Syib Amir adalah salah satu dari tiga terminal di sekitar Masjidil Haram. Dua terminal lainnya adalah Bab Ali dan Jiad. Kendaraan yang melayani jemaah haji Indonesia dikenal dengan nama Bus Shalawat. Beroperasi selama 24 jam dari berbagai hotel di Makkah ke Masjidil Haram. Atau juga sebaliknya.
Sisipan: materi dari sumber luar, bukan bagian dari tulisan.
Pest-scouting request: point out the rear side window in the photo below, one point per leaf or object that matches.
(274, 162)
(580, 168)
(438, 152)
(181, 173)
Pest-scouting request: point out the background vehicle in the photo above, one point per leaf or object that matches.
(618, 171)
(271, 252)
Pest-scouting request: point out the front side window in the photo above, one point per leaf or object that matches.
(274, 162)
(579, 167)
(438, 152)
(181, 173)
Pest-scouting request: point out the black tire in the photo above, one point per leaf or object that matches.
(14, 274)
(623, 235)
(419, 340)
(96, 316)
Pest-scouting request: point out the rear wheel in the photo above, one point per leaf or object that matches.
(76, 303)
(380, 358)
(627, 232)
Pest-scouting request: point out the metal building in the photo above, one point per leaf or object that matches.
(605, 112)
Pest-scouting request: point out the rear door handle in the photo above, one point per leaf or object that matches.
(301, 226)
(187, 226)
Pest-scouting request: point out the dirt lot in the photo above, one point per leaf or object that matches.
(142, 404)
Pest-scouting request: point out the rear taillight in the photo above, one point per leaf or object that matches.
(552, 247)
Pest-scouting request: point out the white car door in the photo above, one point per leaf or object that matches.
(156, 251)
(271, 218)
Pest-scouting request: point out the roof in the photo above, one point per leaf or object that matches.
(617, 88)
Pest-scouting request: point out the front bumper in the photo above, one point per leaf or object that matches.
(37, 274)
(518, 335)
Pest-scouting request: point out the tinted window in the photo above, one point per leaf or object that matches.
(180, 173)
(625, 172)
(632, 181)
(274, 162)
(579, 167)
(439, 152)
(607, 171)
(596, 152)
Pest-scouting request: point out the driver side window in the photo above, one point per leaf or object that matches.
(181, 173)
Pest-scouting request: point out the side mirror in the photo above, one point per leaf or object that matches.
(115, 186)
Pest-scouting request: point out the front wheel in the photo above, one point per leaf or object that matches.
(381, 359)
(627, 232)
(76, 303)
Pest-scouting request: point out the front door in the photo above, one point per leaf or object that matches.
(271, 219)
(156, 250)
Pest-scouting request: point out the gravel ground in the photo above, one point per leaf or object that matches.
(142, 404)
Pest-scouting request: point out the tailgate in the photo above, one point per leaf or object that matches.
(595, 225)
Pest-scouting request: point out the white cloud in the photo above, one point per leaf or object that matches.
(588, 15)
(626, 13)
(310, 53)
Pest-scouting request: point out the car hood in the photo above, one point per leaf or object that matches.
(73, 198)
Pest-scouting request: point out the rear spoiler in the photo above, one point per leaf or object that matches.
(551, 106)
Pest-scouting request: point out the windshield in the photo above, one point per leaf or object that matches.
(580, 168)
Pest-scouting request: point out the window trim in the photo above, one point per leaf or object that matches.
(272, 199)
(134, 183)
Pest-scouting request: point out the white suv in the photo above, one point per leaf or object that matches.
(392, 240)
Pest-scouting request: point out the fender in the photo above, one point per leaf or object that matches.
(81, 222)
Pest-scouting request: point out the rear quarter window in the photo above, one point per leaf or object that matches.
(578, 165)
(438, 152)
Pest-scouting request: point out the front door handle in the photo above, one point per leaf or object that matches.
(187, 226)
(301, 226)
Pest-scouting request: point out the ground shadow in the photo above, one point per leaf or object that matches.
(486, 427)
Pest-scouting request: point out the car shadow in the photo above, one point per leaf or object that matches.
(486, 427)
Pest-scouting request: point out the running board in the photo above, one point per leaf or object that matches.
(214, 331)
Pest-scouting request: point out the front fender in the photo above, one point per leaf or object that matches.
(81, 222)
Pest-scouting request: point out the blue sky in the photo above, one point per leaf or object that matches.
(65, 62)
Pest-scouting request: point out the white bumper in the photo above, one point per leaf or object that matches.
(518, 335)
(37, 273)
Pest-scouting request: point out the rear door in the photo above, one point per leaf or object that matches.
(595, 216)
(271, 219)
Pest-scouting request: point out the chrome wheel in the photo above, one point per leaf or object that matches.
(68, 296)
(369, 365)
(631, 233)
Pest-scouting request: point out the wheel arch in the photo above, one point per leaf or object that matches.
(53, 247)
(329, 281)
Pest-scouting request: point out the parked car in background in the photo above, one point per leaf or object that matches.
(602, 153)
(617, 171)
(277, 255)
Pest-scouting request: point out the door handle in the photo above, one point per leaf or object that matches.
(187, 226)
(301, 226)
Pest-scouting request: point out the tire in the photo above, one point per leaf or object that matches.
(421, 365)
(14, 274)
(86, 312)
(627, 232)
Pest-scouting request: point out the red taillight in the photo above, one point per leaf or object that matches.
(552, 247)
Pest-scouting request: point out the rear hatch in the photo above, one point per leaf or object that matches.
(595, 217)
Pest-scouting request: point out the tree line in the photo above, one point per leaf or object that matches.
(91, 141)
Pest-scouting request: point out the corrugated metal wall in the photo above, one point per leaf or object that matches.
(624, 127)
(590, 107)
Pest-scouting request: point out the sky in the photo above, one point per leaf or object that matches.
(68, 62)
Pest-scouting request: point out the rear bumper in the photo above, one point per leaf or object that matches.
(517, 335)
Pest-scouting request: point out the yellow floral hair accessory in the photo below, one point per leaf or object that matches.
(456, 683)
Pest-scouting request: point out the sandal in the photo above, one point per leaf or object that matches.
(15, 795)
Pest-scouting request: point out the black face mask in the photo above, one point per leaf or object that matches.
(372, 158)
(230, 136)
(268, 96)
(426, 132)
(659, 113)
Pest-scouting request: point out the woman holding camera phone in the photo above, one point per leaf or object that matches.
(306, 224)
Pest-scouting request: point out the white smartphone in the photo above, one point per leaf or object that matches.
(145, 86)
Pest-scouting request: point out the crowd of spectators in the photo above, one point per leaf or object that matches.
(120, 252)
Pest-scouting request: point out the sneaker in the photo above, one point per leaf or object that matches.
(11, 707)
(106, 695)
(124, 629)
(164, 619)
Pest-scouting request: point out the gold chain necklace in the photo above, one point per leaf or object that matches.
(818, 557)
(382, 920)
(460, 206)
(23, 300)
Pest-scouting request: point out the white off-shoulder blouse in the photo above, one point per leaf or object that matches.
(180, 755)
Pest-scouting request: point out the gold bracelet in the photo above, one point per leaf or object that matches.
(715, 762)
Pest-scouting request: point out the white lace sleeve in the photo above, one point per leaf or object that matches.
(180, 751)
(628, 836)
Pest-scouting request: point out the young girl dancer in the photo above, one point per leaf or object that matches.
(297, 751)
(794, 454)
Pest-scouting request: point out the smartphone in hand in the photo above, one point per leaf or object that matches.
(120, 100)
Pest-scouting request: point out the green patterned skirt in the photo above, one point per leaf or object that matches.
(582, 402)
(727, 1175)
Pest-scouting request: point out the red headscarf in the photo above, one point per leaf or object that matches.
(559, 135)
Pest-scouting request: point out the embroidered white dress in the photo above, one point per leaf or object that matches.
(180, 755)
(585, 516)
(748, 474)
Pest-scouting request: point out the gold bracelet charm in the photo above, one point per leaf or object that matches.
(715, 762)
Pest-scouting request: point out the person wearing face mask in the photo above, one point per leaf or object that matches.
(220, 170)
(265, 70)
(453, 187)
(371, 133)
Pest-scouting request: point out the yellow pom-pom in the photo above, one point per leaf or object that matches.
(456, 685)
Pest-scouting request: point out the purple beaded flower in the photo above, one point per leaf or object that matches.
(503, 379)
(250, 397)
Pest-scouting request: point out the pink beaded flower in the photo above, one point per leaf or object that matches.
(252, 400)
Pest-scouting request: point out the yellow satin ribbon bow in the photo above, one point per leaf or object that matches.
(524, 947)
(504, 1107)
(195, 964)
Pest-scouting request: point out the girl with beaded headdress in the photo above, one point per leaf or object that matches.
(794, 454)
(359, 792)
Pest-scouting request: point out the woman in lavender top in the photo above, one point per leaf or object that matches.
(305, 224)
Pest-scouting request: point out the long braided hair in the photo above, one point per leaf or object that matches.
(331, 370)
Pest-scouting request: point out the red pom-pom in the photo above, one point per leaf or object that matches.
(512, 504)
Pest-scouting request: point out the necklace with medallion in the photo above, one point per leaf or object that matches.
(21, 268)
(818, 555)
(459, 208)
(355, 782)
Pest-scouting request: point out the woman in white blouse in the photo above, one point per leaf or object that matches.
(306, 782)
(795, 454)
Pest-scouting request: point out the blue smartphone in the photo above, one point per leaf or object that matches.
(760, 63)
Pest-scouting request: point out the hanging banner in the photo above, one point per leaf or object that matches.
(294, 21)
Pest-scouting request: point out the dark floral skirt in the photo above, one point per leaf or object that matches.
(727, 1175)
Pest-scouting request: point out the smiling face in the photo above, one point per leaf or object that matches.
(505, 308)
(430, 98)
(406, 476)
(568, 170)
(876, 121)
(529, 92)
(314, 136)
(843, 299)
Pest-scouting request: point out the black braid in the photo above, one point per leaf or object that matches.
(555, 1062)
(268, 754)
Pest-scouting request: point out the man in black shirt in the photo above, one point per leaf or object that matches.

Jadi, kapan saja Jemaah haji Indonesia berkehendak pergi ke Masjidil Haram, Bus Shalawat selalu siap di depan hotel tempat menginap masing-masing. Juga, kapan saja jemaah ingin kembali ke hotel dari Masjidil Haram, Bus Shalawat selalu ada di terminal sesuai jurusan.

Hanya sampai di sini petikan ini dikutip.